Abstract

Breast magnetic resonance imaging (MRI) is the most sensitive test for the detection of breast cancer. The current approach relies on the intravenous injection of gadolinium-based contrast media, which reveals angiogenesis in malignant neoplasms. Usually, the task of detecting cancer is quite simple: any enhancement may represent cancer, and the absence of enhancement largely excludes cancer. The challenge is to distinguish benign from malignant enhancing lesions. While Breast Imaging Reporting and Data System (BI-RADS) provides a common language for this task, BI-RADS morphological and kinetic features in benign and malignant lesions overlap, and subjective interpretation has only a moderate interreader agreement. Confronted with a lack of objective criteria, physicians recommend biopsies to establish a definite diagnosis in a substantial number of benign lesions. As this workup is invasive, associated with physical and psychological harm, costs, and stretching limited resources in biopsy facilities and trained personnel, methods to reduce unnecessary biopsies are required.
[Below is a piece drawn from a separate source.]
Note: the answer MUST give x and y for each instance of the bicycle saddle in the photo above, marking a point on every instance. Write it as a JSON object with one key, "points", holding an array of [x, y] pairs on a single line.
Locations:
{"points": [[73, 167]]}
Diffusion-weighted imaging (DWI) is such a test: ranging from simple to advanced diffusion metrics, it provides the physician with a quantitative, spatially resolved biomarker suggesting objective diagnosis. While DWI can be used to detect cancer as a stand-alone method, its best proven use is the characterization of enhancing lesions on contrast-enhanced breast MRI. As the rate of malignant lesions decreases with increasing apparent diffusion coefficients, a cutoff can potentially be defined to exclude malignancy and avoid unnecessary biopsy. This chapter describes the application of DWI in clinical practice and focuses on the diagnosis of suspicious lesions using DWI in combination with contrast-enhanced images.